Well that’s not surprising since in 2003 Hong Kong’s Dental Council granted Man Wai-ling a dental graduate of the University of Hong Kong, permission to practise dismissing her criminal record for seven counts of theft and seven of deception while a dental student. Previously, Law Kiu-ning was registered in Hong Kong to practice dentistry despite being convicted of indecently assaulting a woman.
In First World Australia, we trust the Dental Board of Australia to properly register qualified dentists, students, dental specialists, dental therapists, dental hygienists, oral health therapists and dental prosthetists, to set standards, codes and guidelines for the dental profession. They are supposed to handle complaints, investigations and disciplinary hearings and indeed assess overseas trained practitioners who wish to practise in Australia.
Dr John Lockwood, Chair of the Dental Board of Australia states on the DBA website that,
“there are no current approved programs for the following specialties in Australia so applications can only be accepted from overseas-trained specialists in these specialties – Forensic odontology, and Public Health Dentistry.”
The Gentle Dentist?
Back in July 2015, NSW health authorities warned that an incredible 11,000 dental patients of Dr Chan’s two Sydney clinics trading as ‘The Gentle Dentist’, may have been exposed to HIV and hepatitis B and C. This was due to breaches of infection control due to poor cleaning and equipment sterilisation at both practices.

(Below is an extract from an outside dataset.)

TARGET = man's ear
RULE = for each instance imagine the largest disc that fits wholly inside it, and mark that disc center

One in Sydney’s Chinese southwest suburb of Campsie and the other in Sydney’s Chinatown in Sussex Street.
Sussex Street Outdoor Surgery?
Dr Samson Chan promoted his skills as a “HIV-friendly” dental care provider (if you don’t mind catching it).
The authorities also reportedly contacted patients of a ‘downmarket’ hippie dentist, Dr Robert Starkenburg, who ran practices in Surry Hills and Bondi Junction.
So the Ching death dentist and the Ching hippie dentist were both in alternative sterilisation cahoots, except not for dental care.